Hand in your work by copying your ~/cs424/lab4 folder into your handin folder (/classes/cs424/handin/username, where username is your username).

Check that the result is that your files are contained in /classes/cs424/handin/username/lab4 — if not, fix it!


Preliminaries

Setup

Make sure that your lab4 directory is named exactly like that and is at the same level in your workspace directory. This is important so that the relative path names used to access common files remain the same so your program doesn't break when you hand it in.

Live Preview Fixed!

Live Preview now appears to be working on all Linux platforms! (VDI, Demarest 002, Lansing 310) Please let me know if you encounter issues.

Reference

Your best reference sources are the slides from class (which pull out and organize the key points), the examples from class (which put all the pieces together), and the textbook.


Exercises

Lighting Demo

The provided lighting-demo.html file adds basic lighting to the graphics pipeline. The lighting model implemented is similar to what was discussed in class — it includes diffuse and specular terms, supports point and directional lights, and does per-vertex lighting. There is one addition, which is a shader parameter for the light color instead of using a hardcoded white light.

Lambert Shading

The Lambert illumination model captures diffuse reflection and is appropriate for matte surfaces. The lighting model includes the ambient and diffuse terms discussed in class (no specular term) and is combined with flat or Gouraud shading (per-vertex lighting with interpolated colors).

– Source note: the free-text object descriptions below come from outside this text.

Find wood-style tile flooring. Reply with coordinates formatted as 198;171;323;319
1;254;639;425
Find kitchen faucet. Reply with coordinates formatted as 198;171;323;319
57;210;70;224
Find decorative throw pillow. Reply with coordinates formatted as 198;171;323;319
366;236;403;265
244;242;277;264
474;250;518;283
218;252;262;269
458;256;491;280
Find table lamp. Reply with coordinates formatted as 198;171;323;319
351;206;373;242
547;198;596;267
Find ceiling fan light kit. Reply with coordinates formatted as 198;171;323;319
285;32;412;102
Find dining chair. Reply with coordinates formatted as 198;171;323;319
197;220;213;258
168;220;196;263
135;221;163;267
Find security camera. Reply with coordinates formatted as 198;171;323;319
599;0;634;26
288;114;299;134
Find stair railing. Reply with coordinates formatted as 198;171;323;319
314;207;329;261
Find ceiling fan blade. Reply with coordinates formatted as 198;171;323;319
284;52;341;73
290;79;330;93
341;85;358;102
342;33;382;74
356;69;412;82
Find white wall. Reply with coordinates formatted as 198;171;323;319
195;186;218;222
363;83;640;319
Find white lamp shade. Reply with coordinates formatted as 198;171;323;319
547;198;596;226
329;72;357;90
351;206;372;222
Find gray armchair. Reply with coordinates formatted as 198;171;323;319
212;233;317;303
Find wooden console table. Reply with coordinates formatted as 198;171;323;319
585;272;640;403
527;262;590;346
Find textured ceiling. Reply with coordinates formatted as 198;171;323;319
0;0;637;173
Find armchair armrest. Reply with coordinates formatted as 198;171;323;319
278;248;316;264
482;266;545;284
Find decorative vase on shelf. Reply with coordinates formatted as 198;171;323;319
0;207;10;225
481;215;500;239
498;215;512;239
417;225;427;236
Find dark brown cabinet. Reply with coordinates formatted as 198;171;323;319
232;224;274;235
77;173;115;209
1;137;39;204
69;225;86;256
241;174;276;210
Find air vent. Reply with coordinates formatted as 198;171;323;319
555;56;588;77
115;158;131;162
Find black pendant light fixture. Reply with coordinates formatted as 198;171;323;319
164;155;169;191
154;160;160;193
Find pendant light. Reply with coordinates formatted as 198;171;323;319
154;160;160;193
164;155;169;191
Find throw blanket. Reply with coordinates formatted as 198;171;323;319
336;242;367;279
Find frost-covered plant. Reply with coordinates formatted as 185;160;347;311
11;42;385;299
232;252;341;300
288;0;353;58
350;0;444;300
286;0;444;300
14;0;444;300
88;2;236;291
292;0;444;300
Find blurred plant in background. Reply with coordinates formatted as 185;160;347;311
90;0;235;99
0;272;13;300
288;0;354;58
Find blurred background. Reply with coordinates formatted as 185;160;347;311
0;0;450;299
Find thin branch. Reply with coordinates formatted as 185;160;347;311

Handling ambient light: Rather than including a global ambient term as in the lighting model discussed in class, implement an "ambient contribution" from each light source (as it works in OpenGL 1.1). Also take the material's ambient color to be the same as its diffuse color. This means that the ambient term will be md ai Is (where ai is the fraction of the light's intensity that goes towards the overall ambient light in the scene, a value 0-1) instead of ma Ia from class.

Phong Shading

The Phong illumination model captures specular reflection and is appropriate for shiny surfaces. The lighting model includes all three of the terms discussed in class (ambient, diffuse, and specular) and is typically combined with the Phong interpolation method (per-pixel lighting with interpolated normals).

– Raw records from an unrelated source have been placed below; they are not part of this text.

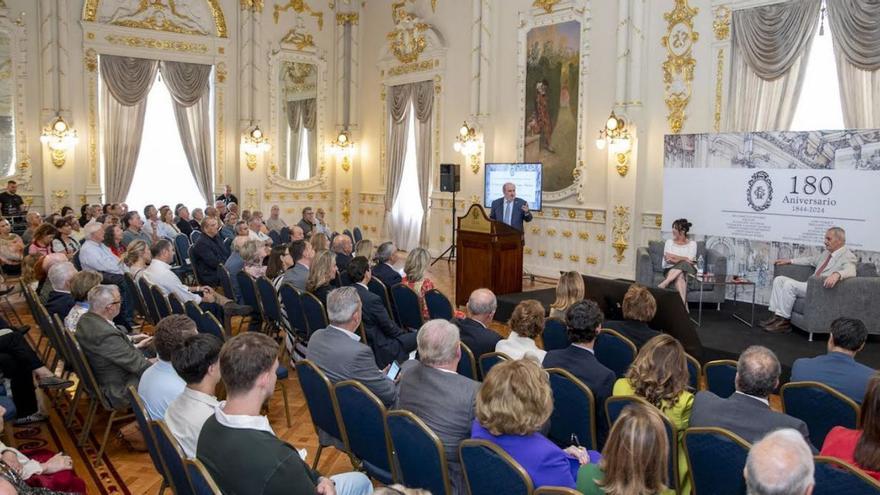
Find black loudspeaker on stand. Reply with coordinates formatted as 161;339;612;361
433;163;460;266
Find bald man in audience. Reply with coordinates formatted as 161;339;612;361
454;289;502;365
333;234;354;272
290;225;305;242
372;242;402;288
745;429;815;495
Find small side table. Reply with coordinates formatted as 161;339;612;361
687;273;757;327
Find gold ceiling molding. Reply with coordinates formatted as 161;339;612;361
533;0;560;13
387;2;430;64
241;0;264;12
105;34;209;54
713;5;731;41
280;28;315;50
387;59;437;77
273;0;324;30
336;12;358;25
661;0;699;134
82;0;228;38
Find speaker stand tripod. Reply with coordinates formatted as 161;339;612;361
432;189;457;266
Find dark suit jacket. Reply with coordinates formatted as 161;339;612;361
45;290;75;320
216;193;239;205
543;345;615;443
455;317;501;363
176;219;194;237
354;283;414;368
311;284;333;308
75;312;151;409
336;252;353;273
689;391;811;446
191;233;230;287
372;263;402;289
297;219;314;237
791;352;874;404
397;361;479;493
489;197;533;231
603;320;661;349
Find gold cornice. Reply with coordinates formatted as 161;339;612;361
387;59;437;77
336;12;358;25
533;0;560;13
81;0;228;38
274;0;324;30
105;34;209;54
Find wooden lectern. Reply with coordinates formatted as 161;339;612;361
455;204;524;307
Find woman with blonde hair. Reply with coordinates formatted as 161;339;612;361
20;254;43;291
577;402;671;495
496;299;547;362
550;271;584;319
122;239;151;280
604;284;660;349
354;239;374;262
472;358;594;489
310;231;329;252
239;239;268;279
306;249;337;306
403;247;436;319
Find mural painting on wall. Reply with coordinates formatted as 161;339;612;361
523;20;579;192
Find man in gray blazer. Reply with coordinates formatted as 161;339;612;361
690;346;811;447
306;286;397;407
397;319;479;494
75;285;154;409
764;226;857;333
274;240;314;291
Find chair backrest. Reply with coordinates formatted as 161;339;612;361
185;458;222;495
189;230;202;244
685;353;701;390
124;272;151;323
268;230;281;245
781;381;860;449
334;380;395;484
424;289;453;320
173;234;192;268
459;439;534;495
185;301;206;330
301;291;329;338
150;285;173;319
294;360;344;446
188;245;202;286
71;250;82;270
386;410;452;495
127;386;170;485
279;227;291;244
546;368;597;450
217;264;236;302
703;360;738;399
457;342;478;380
479;352;510;379
684;427;751;495
151;419;195;495
200;313;226;341
51;314;75;365
343;229;353;243
390;283;423;330
139;276;162;325
64;328;111;410
542;318;569;351
594;328;638;378
235;271;261;315
278;284;308;340
352;226;363;243
813;456;880;495
367;278;395;321
255;276;282;325
533;488;582;495
168;293;186;315
34;302;61;359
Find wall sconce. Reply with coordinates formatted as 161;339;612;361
241;123;270;171
452;121;483;174
331;128;355;172
40;115;78;168
595;111;633;177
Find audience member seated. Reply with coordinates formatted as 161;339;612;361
745;429;815;495
820;372;880;480
44;262;77;320
763;226;856;334
690;345;810;445
315;207;331;236
306;249;337;306
791;317;873;404
311;230;329;252
289;225;304;241
348;256;417;368
612;333;693;491
27;224;56;256
160;207;181;238
333;234;354;272
142;204;177;241
21;211;42;246
577;402;670;495
51;216;80;256
122;240;151;282
274;240;313;291
372;241;402;288
265;244;290;280
455;288;502;362
219;212;237;243
191;216;230;287
0;327;72;425
190;208;204;231
64;270;102;333
103;223;124;257
166;334;223;458
215;185;238;206
121;211;156;248
307;287;398;407
265;205;287;233
355;239;373;261
397;319;479;493
496;299;546;362
76;285;153;410
549;271;584;319
79;223;124;277
37;253;68;303
198;332;372;495
297;206;317;237
657;218;697;307
0;217;23;274
223;236;248;303
138;315;198;420
403;247;436;320
175;206;195;237
604;284;661;349
471;358;592;489
247;216;272;246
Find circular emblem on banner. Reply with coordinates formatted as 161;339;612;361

The ambient term will be handled the same way as in the previous exercise.

Cel Shading

Cel shading was discussed in class on Monday (9/23); see the posted slides.

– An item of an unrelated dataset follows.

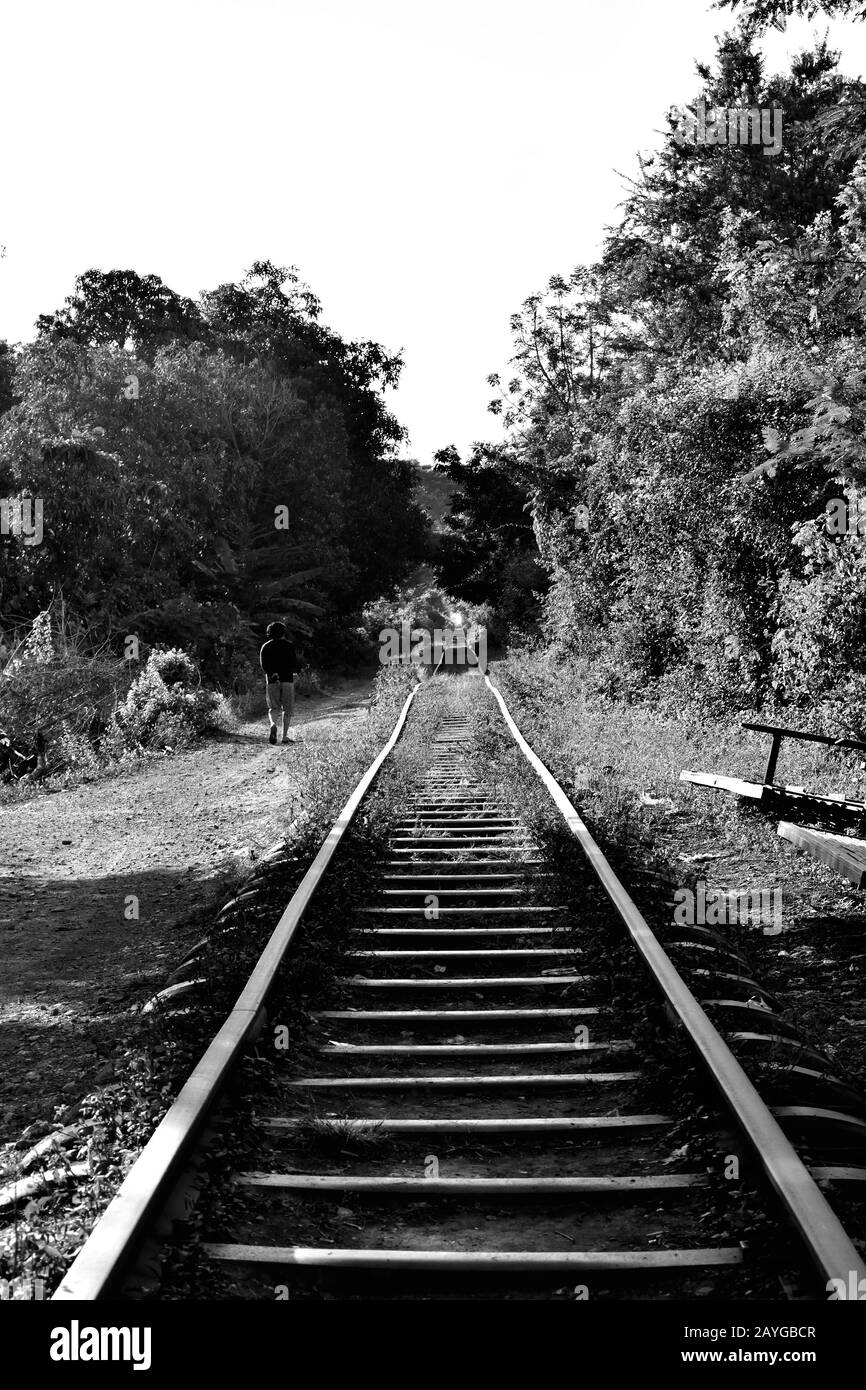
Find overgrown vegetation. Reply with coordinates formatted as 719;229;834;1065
0;260;429;706
103;648;232;756
0;604;237;787
433;9;866;735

This style of shading looks best with a black outline around the edges of the object. How to achieve this was discussed in class — the strategy is to first draw the back faces slightly larger, then draw the front faces normal sized. For smooth surfaces approximated by a polygon mesh, "slightly larger" can be achieved by displacing the vertex coordinates a small amount along their normals. In particular, to achieve the silhouette effect:

Gooch (Cool-to-Warm) Shading

Gooch shading was discussed in class on Monday (9/23); see the posted slides.